York est une ville vraiment spéciale à mes yeux. Elle me rappelle tant de bons souvenirs. Des souvenirs d'enfance, lorsque nous venions nous promener avec papá et mamá. Des souvenirs de jeunesse, quand l’étudiant de l’Université de York que j’étais écumait les bars avec ses copains, avant la mort tragique de ses parents. Les souvenirs après cet événement tragique ressemblent plus à des cauchemars, que mon esprit a choisi de classer dans un tiroir fermé à double tour, dans les tréfonds de mon esprit. Mais cette ville, je la connais. Avec Scarborough, elle fait partie des souvenirs du jeune Jacob Esteban Turner, celui qui était rêveur, positif, plein de vie et d’espoir. Celui avant ce crash d’avion qui a tout changé. Ici, à York, mon fantôme du passé est resté pour m’accueillir à mon retour et me souffler à l’oreille les souvenirs du passé.
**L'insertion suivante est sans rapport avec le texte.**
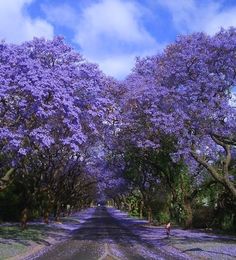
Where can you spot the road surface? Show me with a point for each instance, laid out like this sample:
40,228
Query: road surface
104,237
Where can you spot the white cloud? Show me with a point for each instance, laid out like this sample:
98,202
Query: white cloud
16,26
192,15
109,32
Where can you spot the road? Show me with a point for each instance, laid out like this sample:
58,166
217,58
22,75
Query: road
104,237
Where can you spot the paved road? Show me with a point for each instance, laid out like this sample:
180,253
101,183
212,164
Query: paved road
103,237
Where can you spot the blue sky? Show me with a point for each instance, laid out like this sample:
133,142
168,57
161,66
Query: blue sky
113,32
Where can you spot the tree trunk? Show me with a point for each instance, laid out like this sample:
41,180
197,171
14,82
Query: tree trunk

Sortis de la gare, nous nous sommes dirigés vers l’adresse de ce cher oncle Jasper. Les remparts étaient toujours là, gardiens centenaires de la cité. Il nous fallut une quinzaine de minutes pour arriver à The Shambles, le célèbre quartier pittoresque, avec ses pubs, ses boutiques artisanales et ses maisons biscornues. Nous avons longé le fleuve Ouse jusqu’à Clifton, notre destination. Le temps semblait s’être décidé à être clément et notre périple était plutôt agréable. Nous avons traversé des bosquets, vu de petites maisons au charme typique anglais, jusqu’à arriver dans un quartier plus aisé, aux propriétés plus grandes et aux trottoirs plus larges. Clifton, le quartier résidentiel où vivait l’oncle Jasper, semblait nous toiser de haut, et chuchoter sur l’identité de ces deux étrangers. Après avoir marché un moment dans une ruelle privée bordée d’ ifs, Liv s’est arrêté devant un large portail de métal noir. Nous étions arrivés. Le jardin, entouré d’un muret qui avait sans doute assisté au couronnement de la Reine Victoria, semblait à l’abandon. De haut hêtres pourpres jetaient leurs ténèbres sur les fougères et les hautes herbes. La maison, de style victorien, se résumait en une haute façade de briques rouges, envahie de lierre, flanquée de tourelles et de pignons. Une véranda sur le côté droit accentuait son aspect abandonné. J’ai suivi Liv sur le chemin dallé envahi de ronces jusqu’à la lourde porte d’entrée. Elle m’a regardé puis a appuyé sur la sonnette, faisant retentir un carillon digne d’un manoir dans les films d’horreur. Nous avons attendu quelques secondes, puis le loquet s’est déclenché. La porte s’est ouverte et mon cœur a failli sortir de ma poitrine. Oncle Jasper ressemblait à l’homme de l’aéroport.